On Friday evening, October 23, the Parisian literary world gathered in the sanctum sanctorum of French publishing, the gilded Gallimard salon on the rue Sébastien-Bottin. The Nabokovs arrived by taxi; Vladimir disappeared quickly into the crowd of well-wishers, which was immense. (In an interesting turn of phrase, Véra observed that “
Everybody and his wife was invited.”) The journalists tore her husband away from each other; they jockeyed for position; they hung on his every word.
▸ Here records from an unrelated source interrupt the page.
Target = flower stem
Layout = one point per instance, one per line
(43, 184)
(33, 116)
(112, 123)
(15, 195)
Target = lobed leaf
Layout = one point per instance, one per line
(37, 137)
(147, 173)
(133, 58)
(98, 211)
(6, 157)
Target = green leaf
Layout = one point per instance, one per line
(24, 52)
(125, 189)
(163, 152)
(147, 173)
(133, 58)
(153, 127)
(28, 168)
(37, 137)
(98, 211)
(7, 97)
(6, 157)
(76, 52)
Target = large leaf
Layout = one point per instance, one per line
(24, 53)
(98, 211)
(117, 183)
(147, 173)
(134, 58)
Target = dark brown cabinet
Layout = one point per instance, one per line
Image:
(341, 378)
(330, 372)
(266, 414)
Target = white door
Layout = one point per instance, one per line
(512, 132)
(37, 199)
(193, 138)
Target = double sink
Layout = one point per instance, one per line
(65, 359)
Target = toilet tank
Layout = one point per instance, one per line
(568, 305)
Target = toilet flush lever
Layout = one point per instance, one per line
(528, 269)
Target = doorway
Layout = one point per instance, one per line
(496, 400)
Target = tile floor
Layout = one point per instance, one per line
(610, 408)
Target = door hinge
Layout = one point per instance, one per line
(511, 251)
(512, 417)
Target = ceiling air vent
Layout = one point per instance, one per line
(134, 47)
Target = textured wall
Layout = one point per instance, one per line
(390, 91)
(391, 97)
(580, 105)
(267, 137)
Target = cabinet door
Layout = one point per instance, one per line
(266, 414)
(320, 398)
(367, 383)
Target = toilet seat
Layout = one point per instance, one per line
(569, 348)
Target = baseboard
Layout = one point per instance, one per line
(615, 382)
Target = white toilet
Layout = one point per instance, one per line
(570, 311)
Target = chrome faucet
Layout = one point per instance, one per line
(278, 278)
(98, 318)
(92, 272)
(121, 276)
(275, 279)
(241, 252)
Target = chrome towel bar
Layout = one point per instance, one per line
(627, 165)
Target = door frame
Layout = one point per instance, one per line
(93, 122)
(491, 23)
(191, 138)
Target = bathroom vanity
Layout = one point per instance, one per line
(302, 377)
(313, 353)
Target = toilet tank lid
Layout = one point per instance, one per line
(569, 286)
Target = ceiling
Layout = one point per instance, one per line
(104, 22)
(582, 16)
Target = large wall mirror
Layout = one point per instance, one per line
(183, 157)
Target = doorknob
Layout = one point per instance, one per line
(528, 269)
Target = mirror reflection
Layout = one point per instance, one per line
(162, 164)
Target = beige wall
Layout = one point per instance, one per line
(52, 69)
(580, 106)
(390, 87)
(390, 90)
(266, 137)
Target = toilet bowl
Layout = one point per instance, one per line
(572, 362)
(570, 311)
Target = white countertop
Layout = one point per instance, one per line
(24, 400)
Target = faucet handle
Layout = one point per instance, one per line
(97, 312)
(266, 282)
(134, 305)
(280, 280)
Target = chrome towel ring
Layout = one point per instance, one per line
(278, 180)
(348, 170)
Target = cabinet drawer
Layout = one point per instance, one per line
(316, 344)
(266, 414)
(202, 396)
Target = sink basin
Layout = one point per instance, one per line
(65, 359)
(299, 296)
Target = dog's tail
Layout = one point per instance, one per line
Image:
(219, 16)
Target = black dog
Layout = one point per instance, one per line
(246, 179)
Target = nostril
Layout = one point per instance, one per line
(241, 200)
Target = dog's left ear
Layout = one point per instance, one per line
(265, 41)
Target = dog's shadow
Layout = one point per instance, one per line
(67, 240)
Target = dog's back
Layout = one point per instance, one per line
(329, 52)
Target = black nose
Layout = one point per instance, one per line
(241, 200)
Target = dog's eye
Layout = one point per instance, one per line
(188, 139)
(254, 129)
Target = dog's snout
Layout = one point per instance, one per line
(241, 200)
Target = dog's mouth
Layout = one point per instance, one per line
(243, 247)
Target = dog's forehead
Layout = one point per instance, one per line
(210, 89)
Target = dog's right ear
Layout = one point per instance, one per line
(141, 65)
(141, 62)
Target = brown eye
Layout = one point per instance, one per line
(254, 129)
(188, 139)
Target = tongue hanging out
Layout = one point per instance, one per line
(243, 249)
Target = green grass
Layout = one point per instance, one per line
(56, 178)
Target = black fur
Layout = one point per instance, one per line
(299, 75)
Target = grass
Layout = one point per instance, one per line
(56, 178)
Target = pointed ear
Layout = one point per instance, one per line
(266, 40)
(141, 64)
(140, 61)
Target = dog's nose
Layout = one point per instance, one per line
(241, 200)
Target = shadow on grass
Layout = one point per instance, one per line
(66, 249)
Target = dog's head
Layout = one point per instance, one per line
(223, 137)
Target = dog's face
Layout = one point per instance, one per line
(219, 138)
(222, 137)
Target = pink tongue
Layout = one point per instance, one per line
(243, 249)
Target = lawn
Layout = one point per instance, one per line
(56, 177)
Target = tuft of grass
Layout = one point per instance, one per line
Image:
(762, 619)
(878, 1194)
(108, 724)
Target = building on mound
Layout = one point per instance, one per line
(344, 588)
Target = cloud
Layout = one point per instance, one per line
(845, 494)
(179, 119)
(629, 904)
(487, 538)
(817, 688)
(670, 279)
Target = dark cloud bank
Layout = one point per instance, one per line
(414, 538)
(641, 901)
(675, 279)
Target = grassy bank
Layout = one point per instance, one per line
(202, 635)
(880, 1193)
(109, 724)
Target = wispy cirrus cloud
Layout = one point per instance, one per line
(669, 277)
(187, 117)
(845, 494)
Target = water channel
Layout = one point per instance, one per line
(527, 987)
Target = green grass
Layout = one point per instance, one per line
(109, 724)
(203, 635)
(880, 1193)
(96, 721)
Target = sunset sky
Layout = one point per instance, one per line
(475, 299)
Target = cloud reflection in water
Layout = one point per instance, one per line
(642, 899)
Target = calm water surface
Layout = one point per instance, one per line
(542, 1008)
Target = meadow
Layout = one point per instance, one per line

Véra's pleasure in the sight is nearly palpable. In photographs she looks radiant, vibrant, a poised, porcelain beauty. The shopping had decidedly proved successful: She appeared at Gallimard resplendent in a black moiré dress, a tasteful mink stole, a double strand of pearls. The rain of questions fell on her, too. She profited from the attention to settle a score of her own, telling an
amusing Khrushchev anecdote. Natalie and Nicholas Nabokov's son Ivan, a Parisian editor, was in attendance; he found his cousin
ill at ease, overwhelmed. Ivan did not see Véra at her husband's side but felt she would have come in very handy indeed. Knowing too well how her brother's distraction manifested itself at such public moments, Elena Sikorski, who remained in Geneva, offered, “he was a little lost in that kind of scene.”